Llegamos a una visión completa de la parte posterior donde se aprecia la compurta trasera de apertura lateral que ofrecía Sabú con picaporte a la derecha atendiendo el sentido de carga y descarga cuando está estacionado.
El diseño es particular, la lógica indicaría que la parte posterior debería ser plana y no con un plano inclinado hacia su interior.
El origen de esa inclinación, lo más probable, sea por las ventanillas disponibles para la versión vidriada que eran las que usaban los colectivos de entonces y que tenían esa forma en su parte trasera.
Arriba el techo bombé en dos planos, gran detalle que deja adivinar como eran construidas éstas carrocerías, considerando que se ofrecían para Jeep corto y largo, el techo eran dos superficies de chapa que se deslizaban a la longitud requerida.
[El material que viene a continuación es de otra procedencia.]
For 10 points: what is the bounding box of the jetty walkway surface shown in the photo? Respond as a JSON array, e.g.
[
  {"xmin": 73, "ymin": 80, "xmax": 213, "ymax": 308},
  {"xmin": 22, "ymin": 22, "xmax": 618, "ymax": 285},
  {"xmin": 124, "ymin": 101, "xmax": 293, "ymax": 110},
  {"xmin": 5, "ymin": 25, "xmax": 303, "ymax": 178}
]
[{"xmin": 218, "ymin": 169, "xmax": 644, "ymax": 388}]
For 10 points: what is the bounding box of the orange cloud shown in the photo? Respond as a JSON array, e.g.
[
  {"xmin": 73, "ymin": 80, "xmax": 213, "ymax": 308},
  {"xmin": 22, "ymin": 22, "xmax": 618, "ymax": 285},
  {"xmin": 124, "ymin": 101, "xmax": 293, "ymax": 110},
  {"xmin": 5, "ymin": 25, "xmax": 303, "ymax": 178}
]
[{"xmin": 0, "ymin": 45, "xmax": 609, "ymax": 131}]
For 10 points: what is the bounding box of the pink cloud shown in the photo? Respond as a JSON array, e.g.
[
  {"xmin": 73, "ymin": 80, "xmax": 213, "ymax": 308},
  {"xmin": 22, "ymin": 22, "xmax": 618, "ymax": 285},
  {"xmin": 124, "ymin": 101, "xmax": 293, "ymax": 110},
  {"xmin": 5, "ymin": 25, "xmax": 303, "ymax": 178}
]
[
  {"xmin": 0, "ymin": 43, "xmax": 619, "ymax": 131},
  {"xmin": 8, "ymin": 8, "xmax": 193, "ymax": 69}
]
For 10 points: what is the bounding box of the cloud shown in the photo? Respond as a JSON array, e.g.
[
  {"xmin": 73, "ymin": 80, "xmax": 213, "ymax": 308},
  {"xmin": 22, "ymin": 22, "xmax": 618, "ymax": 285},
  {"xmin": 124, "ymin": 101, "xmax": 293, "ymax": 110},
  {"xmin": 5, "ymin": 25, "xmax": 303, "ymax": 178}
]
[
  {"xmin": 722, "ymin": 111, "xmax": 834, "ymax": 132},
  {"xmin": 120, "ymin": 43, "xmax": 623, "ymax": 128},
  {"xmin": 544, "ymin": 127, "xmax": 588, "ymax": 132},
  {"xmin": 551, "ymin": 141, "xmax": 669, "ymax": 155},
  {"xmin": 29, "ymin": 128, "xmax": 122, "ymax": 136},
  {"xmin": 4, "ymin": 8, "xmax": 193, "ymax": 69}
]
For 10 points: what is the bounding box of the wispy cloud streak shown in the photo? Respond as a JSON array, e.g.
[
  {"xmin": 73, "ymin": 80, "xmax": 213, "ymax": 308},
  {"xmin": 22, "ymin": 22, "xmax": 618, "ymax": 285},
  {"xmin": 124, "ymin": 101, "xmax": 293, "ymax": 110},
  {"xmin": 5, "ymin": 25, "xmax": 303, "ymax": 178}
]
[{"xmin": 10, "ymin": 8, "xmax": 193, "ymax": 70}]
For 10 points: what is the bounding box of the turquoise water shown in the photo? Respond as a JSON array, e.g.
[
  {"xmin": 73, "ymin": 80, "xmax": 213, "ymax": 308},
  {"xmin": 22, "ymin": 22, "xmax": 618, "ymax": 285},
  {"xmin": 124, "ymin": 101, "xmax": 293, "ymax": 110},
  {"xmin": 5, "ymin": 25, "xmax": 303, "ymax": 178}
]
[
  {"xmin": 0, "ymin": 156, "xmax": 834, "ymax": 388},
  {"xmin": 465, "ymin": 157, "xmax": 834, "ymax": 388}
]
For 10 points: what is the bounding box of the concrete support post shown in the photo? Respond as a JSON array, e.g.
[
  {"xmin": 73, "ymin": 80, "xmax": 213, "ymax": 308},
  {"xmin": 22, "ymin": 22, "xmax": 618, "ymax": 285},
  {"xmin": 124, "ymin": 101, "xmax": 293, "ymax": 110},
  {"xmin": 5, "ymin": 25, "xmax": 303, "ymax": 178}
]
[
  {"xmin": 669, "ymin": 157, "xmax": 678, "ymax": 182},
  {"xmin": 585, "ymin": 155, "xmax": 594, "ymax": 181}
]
Y todo el trabajo sobre el Jeep redunda en ésta foto: Donde el interior es verdaderamente el interior.
Un modelo con atractivo múltiple, a quien lo adquiera por ser un Jeep le seguirá otro por amor a IKA, cuando no un sibarita por lo exótico que piensa en Sabú... También puede pensar en un sujeto amante del café... Ya conoce uno ahora.
Magníficent Jeep IKA Sabú!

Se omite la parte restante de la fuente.